Gamma function integral

Question

How does the derivation of this integral from the Gamma function is equivalent to (n-1)!?$$\Gamma(n)=\displaystyle\int_0^1\Bigg(\ln\frac1x\Bigg)^{n-1}dx$$

Answer 1

Using Gamma definition $$\Gamma(n)=\displaystyle\int_0^\infty e^{-u}u^{n-1}\ du$$ with substitution $e^{-u}=x$ $$\Gamma(n)=\displaystyle\int_0^1(\ln\frac1x)^{n-1}dx$$

Answer 2

I assume you want the result only for positive integer $n$.
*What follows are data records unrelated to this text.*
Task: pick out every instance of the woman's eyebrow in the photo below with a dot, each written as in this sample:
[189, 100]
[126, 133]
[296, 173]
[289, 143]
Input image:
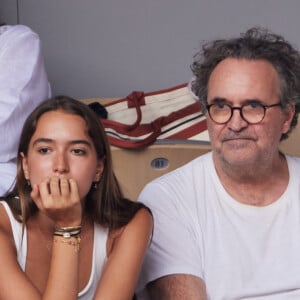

Integrate by parts to get a reduction formula. $$ \int_0^1\left(\log\frac{1}{x}\right)^{n-1} = -\left.\frac{x}{n}\left(\log\frac{1}{x}\right)^n\;\right|_{x=0}^{x=1} +\int_0^1\frac{1}{n}\left(\log\frac{1}{x}\right)^{n} =\frac{1}{n}\int_0^1\left(\log\frac{1}{x}\right)^{n} $$ And do the easy initial case $n=1$ $$ \int_0^1\left(\log\frac{1}{x}\right)^{0}dx = 1. $$ So by induction, $$ \int_0^1\left(\log\frac{1}{x}\right)^{n-1} = (n-1)! $$

added
Computation for $$ \left.\frac{x}{n}\left(\log\frac{1}{x}\right)^n\;\right|_{x=0}^{x=1} . $$ For $x=1$, we have $\log(1) = 0$ so $$ \frac{1}{n}\left(\log\frac{1}{1}\right)^n = 0. $$ (Recall $n \ge 1$.)

For $x=0$, we have $$ \lim_{x \to 0^+}\frac{x}{n}\left(\log\frac{1}{x}\right)^n = 0 $$ since the $x$ goes to zero much, much faster than the $\log$ goes to $\infty$.